Prepare the crust first: into a food processor, add the flour, sugar, salt and butter. Pulse mixture until butter is broken down into small crumbs. Slowly add the water and pulse until dough comes together into a ball. Turn dough out onto a floured work surface and knead just until dough is smooth. Cover dough with plastic wrap and refrigerate for 1 hour.
Meanwhile, prepare the fillings. Place softened cream cheese into mixer bowl and whisk on high speed for several minutes until light and fluffy. Add the lemon juice, lemon zest and confectioner's sugar; whisk until smooth.
In a small bowl, toss together the blackberries with 1/2 cup sugar and 2 tablespoons cornstarch; set aside.
Roll out chilled dough on floured work surface into a large circle, large enough to have 2-3 inches of hang over. If using a spring form pan, line it with parchment paper; or use a regular pie dish. Transfer dough into pan and leave extra dough around edges.

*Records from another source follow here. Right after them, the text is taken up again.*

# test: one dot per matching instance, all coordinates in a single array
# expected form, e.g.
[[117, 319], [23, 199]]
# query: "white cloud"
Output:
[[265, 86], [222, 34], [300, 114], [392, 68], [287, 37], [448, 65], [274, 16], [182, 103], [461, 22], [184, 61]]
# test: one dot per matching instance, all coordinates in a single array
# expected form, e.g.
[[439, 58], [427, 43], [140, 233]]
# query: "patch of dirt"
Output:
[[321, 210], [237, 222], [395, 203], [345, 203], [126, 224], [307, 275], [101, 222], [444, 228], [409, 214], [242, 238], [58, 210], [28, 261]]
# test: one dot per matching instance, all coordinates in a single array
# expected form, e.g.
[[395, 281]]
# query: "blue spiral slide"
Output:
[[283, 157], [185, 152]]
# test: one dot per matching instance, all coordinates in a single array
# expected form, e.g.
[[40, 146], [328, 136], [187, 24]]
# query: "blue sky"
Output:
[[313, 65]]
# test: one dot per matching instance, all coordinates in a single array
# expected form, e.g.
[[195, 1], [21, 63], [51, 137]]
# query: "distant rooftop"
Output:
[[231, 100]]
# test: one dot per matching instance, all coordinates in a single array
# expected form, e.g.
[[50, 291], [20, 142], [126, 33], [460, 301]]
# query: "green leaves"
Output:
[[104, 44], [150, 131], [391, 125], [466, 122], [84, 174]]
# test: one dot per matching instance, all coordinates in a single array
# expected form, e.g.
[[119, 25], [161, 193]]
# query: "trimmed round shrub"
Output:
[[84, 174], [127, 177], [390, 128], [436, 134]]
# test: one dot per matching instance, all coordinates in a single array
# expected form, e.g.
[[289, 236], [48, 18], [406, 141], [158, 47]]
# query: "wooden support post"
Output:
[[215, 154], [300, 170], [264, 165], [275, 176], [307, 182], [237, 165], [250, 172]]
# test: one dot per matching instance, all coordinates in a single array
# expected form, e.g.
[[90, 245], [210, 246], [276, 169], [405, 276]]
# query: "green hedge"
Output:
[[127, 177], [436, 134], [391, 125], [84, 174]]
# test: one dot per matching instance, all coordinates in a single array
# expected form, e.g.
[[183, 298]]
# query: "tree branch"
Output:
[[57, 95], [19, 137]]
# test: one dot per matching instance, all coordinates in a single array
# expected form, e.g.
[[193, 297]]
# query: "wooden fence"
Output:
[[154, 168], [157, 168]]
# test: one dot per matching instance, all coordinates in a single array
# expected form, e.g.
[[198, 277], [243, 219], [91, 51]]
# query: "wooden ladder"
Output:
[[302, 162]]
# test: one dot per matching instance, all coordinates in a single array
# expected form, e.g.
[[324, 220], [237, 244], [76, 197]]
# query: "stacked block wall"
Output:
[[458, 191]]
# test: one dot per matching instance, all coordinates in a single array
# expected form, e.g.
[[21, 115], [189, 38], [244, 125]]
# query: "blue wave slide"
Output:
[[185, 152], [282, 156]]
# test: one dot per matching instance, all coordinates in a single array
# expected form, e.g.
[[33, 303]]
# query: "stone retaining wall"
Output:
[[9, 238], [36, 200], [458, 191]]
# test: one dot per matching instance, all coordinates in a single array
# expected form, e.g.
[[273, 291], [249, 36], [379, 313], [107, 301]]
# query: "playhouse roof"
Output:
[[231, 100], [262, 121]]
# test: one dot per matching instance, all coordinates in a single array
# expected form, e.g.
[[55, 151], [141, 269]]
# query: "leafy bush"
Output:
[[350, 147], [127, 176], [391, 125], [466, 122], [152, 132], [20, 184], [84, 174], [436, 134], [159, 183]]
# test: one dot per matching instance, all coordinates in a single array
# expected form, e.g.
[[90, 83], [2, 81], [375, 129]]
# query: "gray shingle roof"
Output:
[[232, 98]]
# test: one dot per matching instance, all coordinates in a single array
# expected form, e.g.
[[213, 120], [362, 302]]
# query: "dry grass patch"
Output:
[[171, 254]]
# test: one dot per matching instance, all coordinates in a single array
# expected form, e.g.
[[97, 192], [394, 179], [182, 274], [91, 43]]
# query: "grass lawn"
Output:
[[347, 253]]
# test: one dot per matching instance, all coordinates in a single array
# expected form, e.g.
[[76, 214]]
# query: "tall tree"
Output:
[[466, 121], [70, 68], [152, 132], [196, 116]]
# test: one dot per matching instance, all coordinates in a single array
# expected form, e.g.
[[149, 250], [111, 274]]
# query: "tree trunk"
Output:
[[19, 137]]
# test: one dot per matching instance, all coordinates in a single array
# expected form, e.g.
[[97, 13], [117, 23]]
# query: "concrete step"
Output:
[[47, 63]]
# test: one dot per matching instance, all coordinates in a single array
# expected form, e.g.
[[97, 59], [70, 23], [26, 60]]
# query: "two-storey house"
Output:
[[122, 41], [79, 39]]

Fill pie with cream cheese mixture, followed by blackberries. Fold dough over the edges to create a rough edge. Brush the top of the crust with beaten egg and sprinkle with sugar crystals.
Bake in oven preheated to 350F until edges are golden brown; mine was in the oven for 1 1/2 hours. Remove pie from oven and let it cool at room temperature for 3-4 hours, then refrigerate if not serving. Serve with vanilla ice cream or whipped cream.